The development of echinoderms is characterized by a unique and intricate process of metamorphosis, which is unlike any other group of animals. Echinoderms exhibit two primary modes of development: direct and indirect. In direct development, there are no distinct larval stages, and the organism proceeds directly from egg to adult. In contrast, indirect development involves the formation of one or more larval stages, which are free-swimming and play a key role in the organism’s life cycle.

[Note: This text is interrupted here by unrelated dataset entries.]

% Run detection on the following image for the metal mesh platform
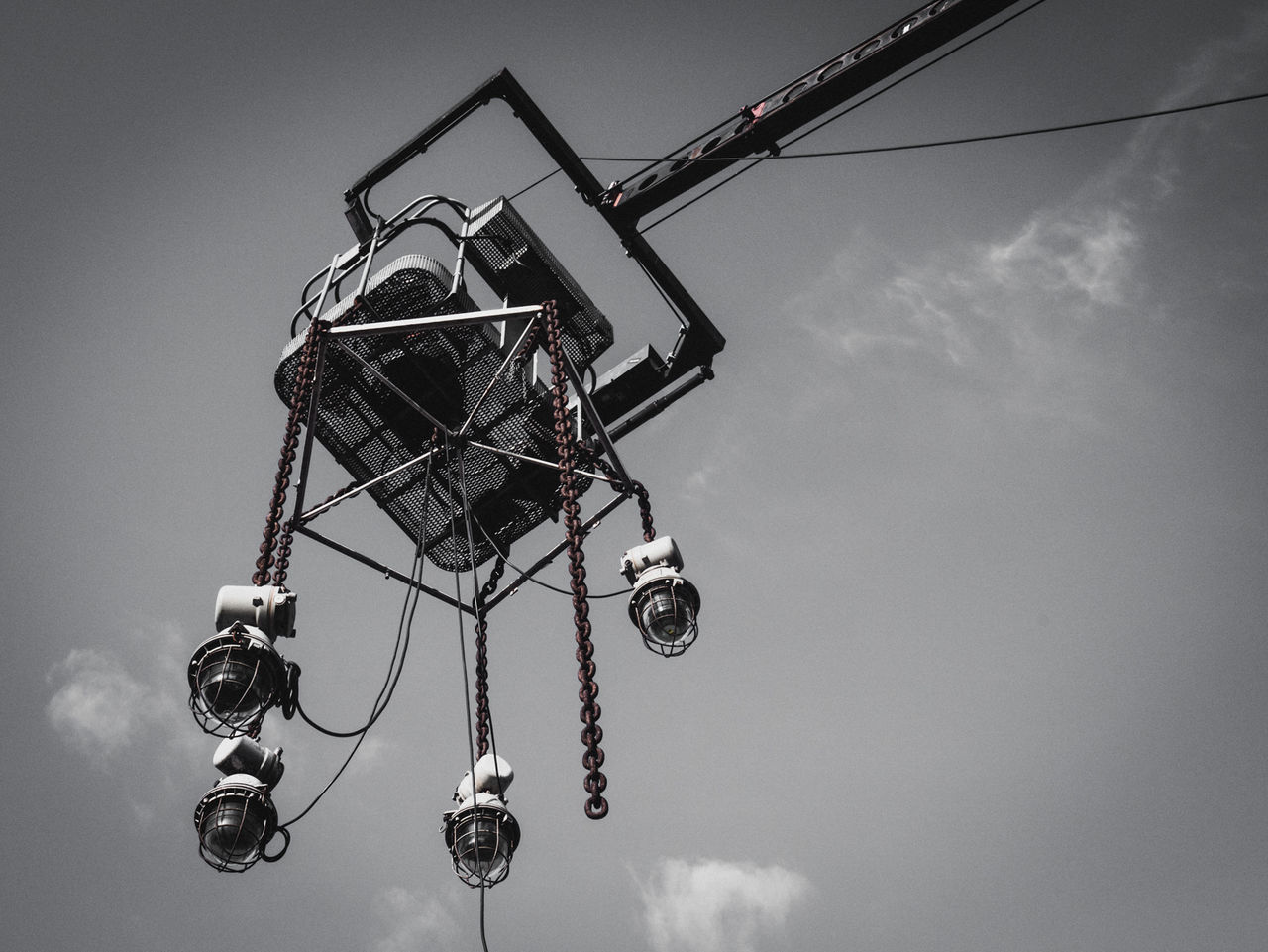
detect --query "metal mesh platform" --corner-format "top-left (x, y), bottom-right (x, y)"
top-left (273, 255), bottom-right (593, 571)
top-left (467, 198), bottom-right (612, 368)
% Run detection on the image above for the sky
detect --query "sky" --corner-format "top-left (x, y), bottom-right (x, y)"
top-left (0, 0), bottom-right (1268, 952)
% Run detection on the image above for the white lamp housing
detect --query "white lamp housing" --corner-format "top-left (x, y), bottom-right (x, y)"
top-left (187, 585), bottom-right (295, 736)
top-left (454, 754), bottom-right (515, 803)
top-left (621, 536), bottom-right (700, 657)
top-left (194, 736), bottom-right (290, 872)
top-left (216, 585), bottom-right (295, 641)
top-left (443, 754), bottom-right (520, 888)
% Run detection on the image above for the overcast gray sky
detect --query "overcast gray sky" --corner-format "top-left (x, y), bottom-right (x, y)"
top-left (0, 0), bottom-right (1268, 952)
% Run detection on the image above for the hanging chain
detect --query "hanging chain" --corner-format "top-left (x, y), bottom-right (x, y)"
top-left (251, 321), bottom-right (330, 585)
top-left (583, 446), bottom-right (656, 543)
top-left (476, 555), bottom-right (506, 757)
top-left (542, 300), bottom-right (607, 820)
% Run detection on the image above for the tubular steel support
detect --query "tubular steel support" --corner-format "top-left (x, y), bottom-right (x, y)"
top-left (295, 526), bottom-right (476, 615)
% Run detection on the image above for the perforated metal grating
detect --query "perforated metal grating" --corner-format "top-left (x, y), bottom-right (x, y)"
top-left (467, 198), bottom-right (612, 368)
top-left (273, 255), bottom-right (598, 571)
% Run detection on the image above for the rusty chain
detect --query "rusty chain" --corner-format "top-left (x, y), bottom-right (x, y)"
top-left (476, 555), bottom-right (506, 757)
top-left (251, 321), bottom-right (330, 586)
top-left (583, 446), bottom-right (656, 543)
top-left (542, 300), bottom-right (607, 820)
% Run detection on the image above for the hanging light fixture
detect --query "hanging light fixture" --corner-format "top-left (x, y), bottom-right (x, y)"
top-left (621, 536), bottom-right (700, 657)
top-left (189, 585), bottom-right (295, 736)
top-left (194, 736), bottom-right (290, 872)
top-left (444, 754), bottom-right (520, 888)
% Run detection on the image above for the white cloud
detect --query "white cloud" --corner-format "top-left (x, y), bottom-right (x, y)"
top-left (45, 626), bottom-right (196, 770)
top-left (374, 886), bottom-right (463, 952)
top-left (46, 648), bottom-right (161, 766)
top-left (978, 208), bottom-right (1137, 304)
top-left (639, 860), bottom-right (810, 952)
top-left (789, 201), bottom-right (1141, 425)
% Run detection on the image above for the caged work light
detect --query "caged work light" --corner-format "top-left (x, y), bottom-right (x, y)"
top-left (443, 753), bottom-right (520, 888)
top-left (194, 736), bottom-right (290, 872)
top-left (189, 585), bottom-right (295, 736)
top-left (621, 536), bottom-right (700, 658)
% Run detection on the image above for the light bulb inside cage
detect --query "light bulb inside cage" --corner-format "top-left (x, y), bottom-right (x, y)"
top-left (189, 585), bottom-right (295, 736)
top-left (444, 753), bottom-right (520, 886)
top-left (189, 621), bottom-right (286, 736)
top-left (445, 793), bottom-right (520, 888)
top-left (194, 738), bottom-right (290, 872)
top-left (621, 536), bottom-right (700, 657)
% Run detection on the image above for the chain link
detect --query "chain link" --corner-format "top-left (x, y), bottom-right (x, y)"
top-left (476, 555), bottom-right (506, 757)
top-left (583, 446), bottom-right (656, 543)
top-left (251, 321), bottom-right (330, 585)
top-left (542, 300), bottom-right (607, 820)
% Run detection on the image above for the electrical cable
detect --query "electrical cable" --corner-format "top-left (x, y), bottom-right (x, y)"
top-left (506, 168), bottom-right (563, 201)
top-left (479, 517), bottom-right (634, 598)
top-left (277, 446), bottom-right (431, 826)
top-left (445, 434), bottom-right (502, 952)
top-left (590, 92), bottom-right (1268, 162)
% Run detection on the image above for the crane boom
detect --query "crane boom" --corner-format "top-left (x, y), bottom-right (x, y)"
top-left (601, 0), bottom-right (1017, 231)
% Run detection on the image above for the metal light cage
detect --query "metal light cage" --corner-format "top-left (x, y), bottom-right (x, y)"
top-left (445, 803), bottom-right (520, 889)
top-left (629, 572), bottom-right (700, 658)
top-left (189, 622), bottom-right (286, 738)
top-left (194, 775), bottom-right (285, 872)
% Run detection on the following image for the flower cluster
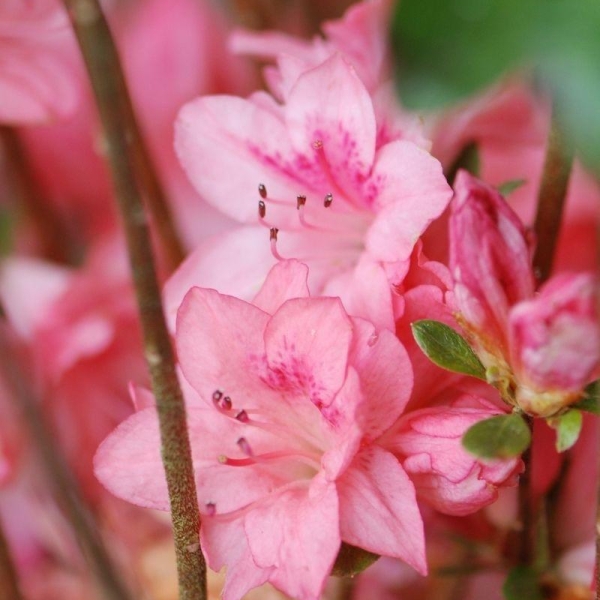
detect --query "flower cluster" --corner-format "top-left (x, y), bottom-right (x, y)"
top-left (0, 0), bottom-right (600, 600)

In most echinoderms, the larvae are bilaterally symmetrical, a clear contrast to the radial symmetry of the adult form. This bilaterally symmetrical larva is propelled by cilia, typically organized into a ciliated band. Depending on the species, this ciliated band may be augmented by a number of slender arms or projections originating from the body wall. These projections, whether short or long, help distinguish the different classes of echinoderms based on their structural features.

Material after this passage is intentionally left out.